Türkiye siyaseti öyle parçalı bir hale gelmiştir ki, seçimler gelip geçse de hiç bir parti, kurum ve örgüt tek başına iktidar olamaz ve bir çözüm üretemez. Mesele sadece iktidara gelmek ve iktidarda kalmak değildir. Halklarımızın, tüm ezilenlerin birikmiş sorunlarının çözülmesi için en geniş mücadele birliklerinin oluşturulması, var olanların güçlendirilmesi kaçınılmazdır. Çamur ittifakı çok kızsa da, demokrasi sadece sandık değildir, seçimler her şey değildir.

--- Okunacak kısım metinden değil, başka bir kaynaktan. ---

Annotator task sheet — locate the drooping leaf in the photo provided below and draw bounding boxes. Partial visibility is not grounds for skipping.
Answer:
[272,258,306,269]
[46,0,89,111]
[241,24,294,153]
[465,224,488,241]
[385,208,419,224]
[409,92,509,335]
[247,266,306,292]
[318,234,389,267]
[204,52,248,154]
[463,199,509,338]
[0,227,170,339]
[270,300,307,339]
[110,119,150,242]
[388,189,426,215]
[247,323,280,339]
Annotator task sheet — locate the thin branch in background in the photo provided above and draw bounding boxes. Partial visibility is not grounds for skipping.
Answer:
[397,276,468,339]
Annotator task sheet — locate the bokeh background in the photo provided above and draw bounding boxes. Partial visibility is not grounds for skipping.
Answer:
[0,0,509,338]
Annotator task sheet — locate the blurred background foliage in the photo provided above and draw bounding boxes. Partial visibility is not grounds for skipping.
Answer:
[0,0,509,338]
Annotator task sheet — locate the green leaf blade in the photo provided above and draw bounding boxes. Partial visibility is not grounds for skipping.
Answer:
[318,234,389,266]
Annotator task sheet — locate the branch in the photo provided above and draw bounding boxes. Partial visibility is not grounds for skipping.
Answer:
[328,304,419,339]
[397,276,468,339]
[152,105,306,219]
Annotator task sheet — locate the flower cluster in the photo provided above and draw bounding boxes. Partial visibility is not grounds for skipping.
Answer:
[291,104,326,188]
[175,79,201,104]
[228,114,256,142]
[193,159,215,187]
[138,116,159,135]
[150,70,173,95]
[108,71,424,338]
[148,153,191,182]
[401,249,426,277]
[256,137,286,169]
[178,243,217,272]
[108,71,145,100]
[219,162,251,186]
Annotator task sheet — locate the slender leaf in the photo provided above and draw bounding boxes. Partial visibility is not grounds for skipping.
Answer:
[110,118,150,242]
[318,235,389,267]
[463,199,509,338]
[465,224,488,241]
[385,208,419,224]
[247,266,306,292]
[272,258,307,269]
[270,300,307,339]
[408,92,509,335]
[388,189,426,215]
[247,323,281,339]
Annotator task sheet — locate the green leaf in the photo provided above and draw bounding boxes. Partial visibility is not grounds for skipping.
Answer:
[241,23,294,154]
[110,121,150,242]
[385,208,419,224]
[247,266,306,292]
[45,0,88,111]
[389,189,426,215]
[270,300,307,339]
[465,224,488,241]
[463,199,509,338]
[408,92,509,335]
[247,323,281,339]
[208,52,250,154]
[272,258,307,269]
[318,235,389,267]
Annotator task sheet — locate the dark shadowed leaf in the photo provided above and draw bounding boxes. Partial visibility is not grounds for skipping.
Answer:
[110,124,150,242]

Sandıkla birlikte demokratik bir kültür, hukuk ve ahlak demektir. Türkiye de sahte, hileli bir sandıktan başka bir şey yoktur. Demokrasiye ulaşmak için canımızı dişimize takıp seçimden seçime değil, her alanda 24 saat mücadele etmemiz şarttır. Demokrasi bir pazarlık projesi değil, bir mücadele birikimi ve kültürüdür. Bu mücadele olmazsa çamur ittifakının yarattığı çürüme ve kirlilik sadece Türkiye için değil, bütün Ortadoğu ve bölge için büyük felaketlere gebedir. Seçimler bitti, şimdi çözüm için gene sokaklara ve alanlara.